Meet the researchers: Jon Helge Sætre

Jon Helge Sætre is Associate Professor in music education at the Norwegian Academy of Music (NMH). He is also the director of CEMPE, the NMH Centre for Excellence in Music Performance Education. Jon Helge worked as a teacher educator for many years at Oslo Metropolitan University, and he has a background as a performing musician with a particular focus on contemporary classical music. Music in compulsory schooling, music teachers and music teacher education have always been core interests for Jon Helge, both as a teacher educator, researcher and even as a performing musician.

Photo by Milad Gholami

How did you get involved with the FUTURED project?

I think my involvement in the FUTURED project has much to do with the doctoral thesis that I completed in 2014. It was one of the first research projects investigating the music subject in generalist teacher education and the teacher educators in it. In the concluding part of the thesis, I argue that there is an urgent need to rethink music as part of generalist teacher education, and in my opinion, this is exactly what FUTURED is aiming at. I was only able to investigate the perspectives of the teacher educators and the content of the courses. FUTURED takes it several steps further, for example by examining student teacher perspectives, testing new approaches through action research, and not the least by including a range of prominent Norwegian and international researchers into the project team. I am very glad to be a part of the team, and so happy that the FUTURED project leader Catharina Christophersen asked me to join.

How would you describe what you are doing in the FUTURED project?

In the first phase of the project, I have had the pleasure of working with Eyolf Nysæther (PhD-student in WP1) on a very interesting survey that aims to uncover who the student music teachers in Norwegian teacher education are. The survey contains questions about their cultural and musical background, their motivation for applying teacher education, and their thoughts about the music programme and future music teaching in schools. Brought together, the study will tell us a lot about the students as a group, and it is particularly interesting since the respondents are many and come from all around Norway.

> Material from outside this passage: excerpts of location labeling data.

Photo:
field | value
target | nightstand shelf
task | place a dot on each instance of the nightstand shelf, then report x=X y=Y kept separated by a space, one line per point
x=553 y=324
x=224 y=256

What do you find fascinating about the work in your study?

One thing that I find particularly interesting is the mixed methods set-up of this part of FUTURED. The survey will provide an overall understanding of the student teacher population at large, point at tendencies, and help inform the design of and research questions in subsequent qualitative studies. Mixed methods research is a fruitful approach, but also time-consuming and scholarly demanding. But I really support the methodological choice, since it adds to the knowledge production by enabling a series of sub-studies that build on each other and combines different types of data. And I can tell you that there will come some very important and perhaps even surprising findings from the first survey study. So pay attention to the coming publications from Eyolf and the rest of the team.

What motivates you the most with the FUTURED project?

What really motivates me is to look for ways to combine high professional expectations in teacher education and a more inclusive conceptualisation of music teacher competence. Children in schools deserve the best possible music teachers, but we need to develop more nuanced, dynamic or multifaceted ideas of what that means. Because generalist teacher education provides the majority of teachers teaching music in schools, and we need them to become as good as they possibly can in ways that are meaningful and feasible to them within the study hours at hand. Solving this problem is quite a challenge and at the same time very motivating.